The 4,000-foot Virginia Avenue Tunnel is an operating rail track for freight trains that runs through the Navy Yard and Capitol Hill area. Now the owners of the 100-year-old tunnel, CSX Transportation, want to widen and deepen it to allow for double-stacked freight trains and a second track for two-way traffic.
"What I'm asking you, Mayor Gray, please do not let D.C. be the guinea pig for CSX," resident Claire Schaefer Oleksiak said at the meeting, expressing widespread concern that the company wants to continue operating trains through the tunnel during the construction period in a densely populated urban area.
The residents' concerns about this project aren't new: They don't think CSX has any experience doing this sort of project in a city, and they fear the environmental and safety hazards a three-to-six-years-long construction project would pose. At the very least, they want the trains to be re-routed while the tunnel is under construction.
Gray facilitated the meeting and took what he referred to as "copious notes" throughout. He didn't say much about the project itself, only promising that the city would never sign on to a project that would endanger lives: "There's no way we would be involved in a project like that."
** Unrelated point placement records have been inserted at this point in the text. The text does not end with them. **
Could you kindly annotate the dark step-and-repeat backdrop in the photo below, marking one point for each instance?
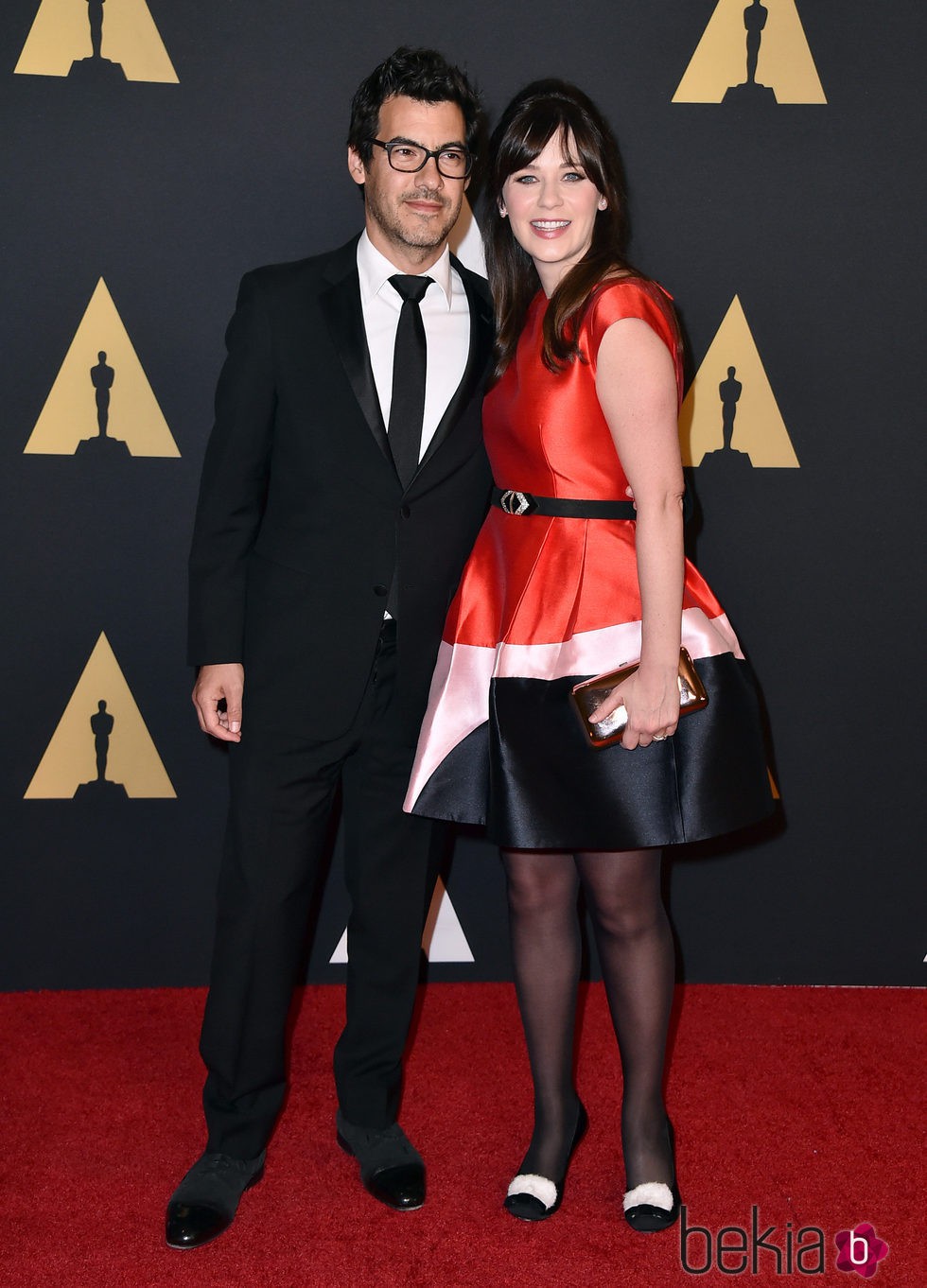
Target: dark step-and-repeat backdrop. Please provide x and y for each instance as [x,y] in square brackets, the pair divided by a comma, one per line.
[777,178]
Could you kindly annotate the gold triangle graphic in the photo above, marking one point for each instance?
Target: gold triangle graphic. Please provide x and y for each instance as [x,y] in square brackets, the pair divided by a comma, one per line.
[70,419]
[784,63]
[63,35]
[715,406]
[131,762]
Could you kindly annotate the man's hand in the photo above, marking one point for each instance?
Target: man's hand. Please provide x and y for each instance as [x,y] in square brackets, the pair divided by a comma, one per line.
[221,683]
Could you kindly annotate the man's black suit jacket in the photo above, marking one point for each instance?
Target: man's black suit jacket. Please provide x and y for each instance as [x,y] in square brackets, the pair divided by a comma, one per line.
[303,523]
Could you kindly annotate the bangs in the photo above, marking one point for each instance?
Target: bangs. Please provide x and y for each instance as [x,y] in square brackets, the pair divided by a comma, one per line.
[544,121]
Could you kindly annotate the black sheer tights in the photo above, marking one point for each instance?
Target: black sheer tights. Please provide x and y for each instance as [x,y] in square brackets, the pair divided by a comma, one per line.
[637,954]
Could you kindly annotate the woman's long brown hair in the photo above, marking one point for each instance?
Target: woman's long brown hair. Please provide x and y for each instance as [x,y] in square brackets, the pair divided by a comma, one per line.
[541,111]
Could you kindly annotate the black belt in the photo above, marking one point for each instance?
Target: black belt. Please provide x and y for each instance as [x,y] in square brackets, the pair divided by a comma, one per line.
[560,506]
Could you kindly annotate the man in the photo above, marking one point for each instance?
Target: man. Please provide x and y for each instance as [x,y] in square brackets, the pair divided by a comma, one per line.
[342,487]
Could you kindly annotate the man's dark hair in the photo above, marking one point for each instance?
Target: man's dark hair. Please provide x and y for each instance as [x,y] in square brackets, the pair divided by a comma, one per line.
[419,74]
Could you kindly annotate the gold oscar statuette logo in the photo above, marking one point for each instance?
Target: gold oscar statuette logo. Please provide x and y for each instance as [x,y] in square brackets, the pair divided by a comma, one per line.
[100,750]
[752,52]
[96,42]
[100,403]
[730,416]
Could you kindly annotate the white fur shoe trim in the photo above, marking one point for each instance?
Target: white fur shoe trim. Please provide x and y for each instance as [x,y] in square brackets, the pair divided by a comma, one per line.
[539,1187]
[655,1192]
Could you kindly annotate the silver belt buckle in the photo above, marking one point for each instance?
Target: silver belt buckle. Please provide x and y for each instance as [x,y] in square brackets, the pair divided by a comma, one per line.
[516,502]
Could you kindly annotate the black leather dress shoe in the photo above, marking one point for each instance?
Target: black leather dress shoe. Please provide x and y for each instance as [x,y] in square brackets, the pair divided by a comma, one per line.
[392,1170]
[206,1199]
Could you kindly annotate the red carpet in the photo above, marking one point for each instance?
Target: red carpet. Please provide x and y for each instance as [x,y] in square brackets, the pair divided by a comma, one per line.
[805,1104]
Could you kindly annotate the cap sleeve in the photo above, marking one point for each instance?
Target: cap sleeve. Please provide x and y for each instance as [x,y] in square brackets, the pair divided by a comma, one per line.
[634,298]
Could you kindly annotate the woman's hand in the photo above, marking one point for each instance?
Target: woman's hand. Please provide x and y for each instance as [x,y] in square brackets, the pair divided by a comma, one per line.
[652,701]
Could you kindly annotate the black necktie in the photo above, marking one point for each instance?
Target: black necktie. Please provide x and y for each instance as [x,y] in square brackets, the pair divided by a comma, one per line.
[410,363]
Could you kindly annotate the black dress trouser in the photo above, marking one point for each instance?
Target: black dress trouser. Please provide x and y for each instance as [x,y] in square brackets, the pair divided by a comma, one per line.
[281,800]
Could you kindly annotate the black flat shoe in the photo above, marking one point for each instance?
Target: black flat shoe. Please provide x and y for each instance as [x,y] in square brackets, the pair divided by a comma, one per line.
[534,1198]
[653,1206]
[205,1202]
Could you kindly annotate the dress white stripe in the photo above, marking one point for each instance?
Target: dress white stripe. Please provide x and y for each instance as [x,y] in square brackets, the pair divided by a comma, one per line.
[460,689]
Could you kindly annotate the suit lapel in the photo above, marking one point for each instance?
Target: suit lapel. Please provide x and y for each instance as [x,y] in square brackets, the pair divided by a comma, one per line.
[481,342]
[344,316]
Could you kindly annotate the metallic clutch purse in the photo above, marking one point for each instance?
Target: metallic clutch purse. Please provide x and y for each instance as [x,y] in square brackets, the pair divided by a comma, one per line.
[588,696]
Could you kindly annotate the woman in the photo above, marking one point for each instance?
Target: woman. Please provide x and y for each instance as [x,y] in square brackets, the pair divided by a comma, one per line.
[562,585]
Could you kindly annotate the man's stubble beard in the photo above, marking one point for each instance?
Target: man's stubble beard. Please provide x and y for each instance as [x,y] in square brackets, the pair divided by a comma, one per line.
[419,235]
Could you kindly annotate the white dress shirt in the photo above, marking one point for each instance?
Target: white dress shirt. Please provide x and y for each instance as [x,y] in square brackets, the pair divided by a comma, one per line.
[446,315]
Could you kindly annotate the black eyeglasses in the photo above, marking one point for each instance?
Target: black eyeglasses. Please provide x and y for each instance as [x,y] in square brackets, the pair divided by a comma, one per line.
[411,157]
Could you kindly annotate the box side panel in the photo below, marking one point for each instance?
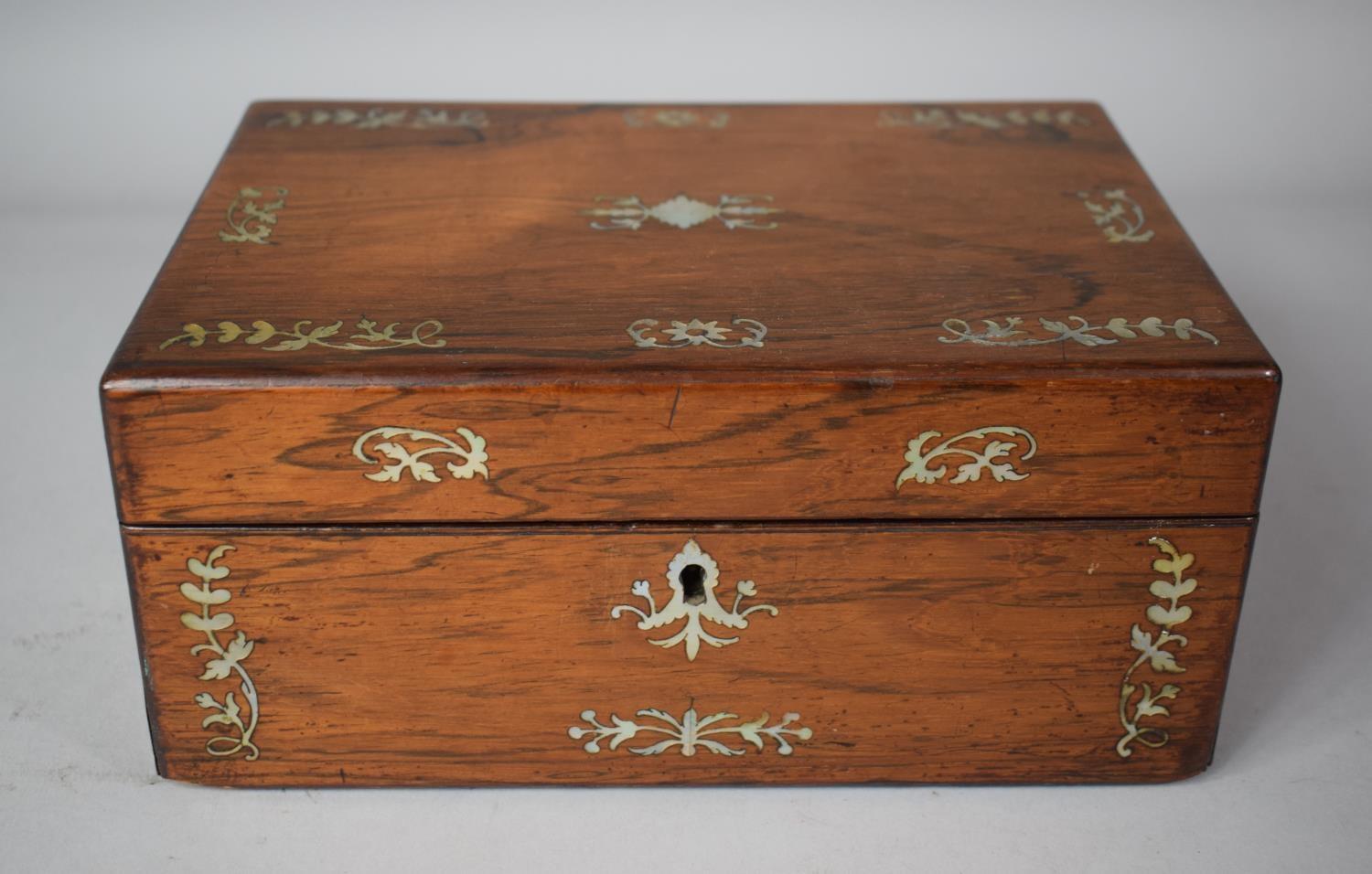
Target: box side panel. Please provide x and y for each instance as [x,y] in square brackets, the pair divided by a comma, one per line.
[1028,652]
[1050,448]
The trains running through the tunnel all convey freight, not passengers. When residents questioned the materials the trains would carry, specifically if they would be carrying crude oil—the oil a train in Canada was carrying in July when it exploded and killed dozens of people—Gray called up a CSX exec to answer.
Skip Elliott, vice president of public safety, health and environment at CSX, said there would be no "unit trains" with crude oil going through the tunnel. When the meeting attendees screamed he was lying, he clarified that while there would be no unit trains—or a group of trains that typically carry a single commodity—there would be some rail cars that would carry crude.
At this point, there is no firm timeline for when DDOT or the FHWA will give their recommendations for the project.
Ward 6 council candidates Darrel Thompson and Charles Allen attended the meeting, and Thompson called the issue crucial. As residents said throughout the meeting, Navy Yard is finally developing and attracting families and business establishments to the area. This project, which they argue provides no benefits to the community, threatens to ruin that progress, neighbors believe.
Tommy Wells, the current Ward 6 councilmember who is running for mayor against Gray, was not at last night's meeting, but attended a November meeting with Rep. Eleanor Holmes Norton and declared that he wants the trains rerouted permanently.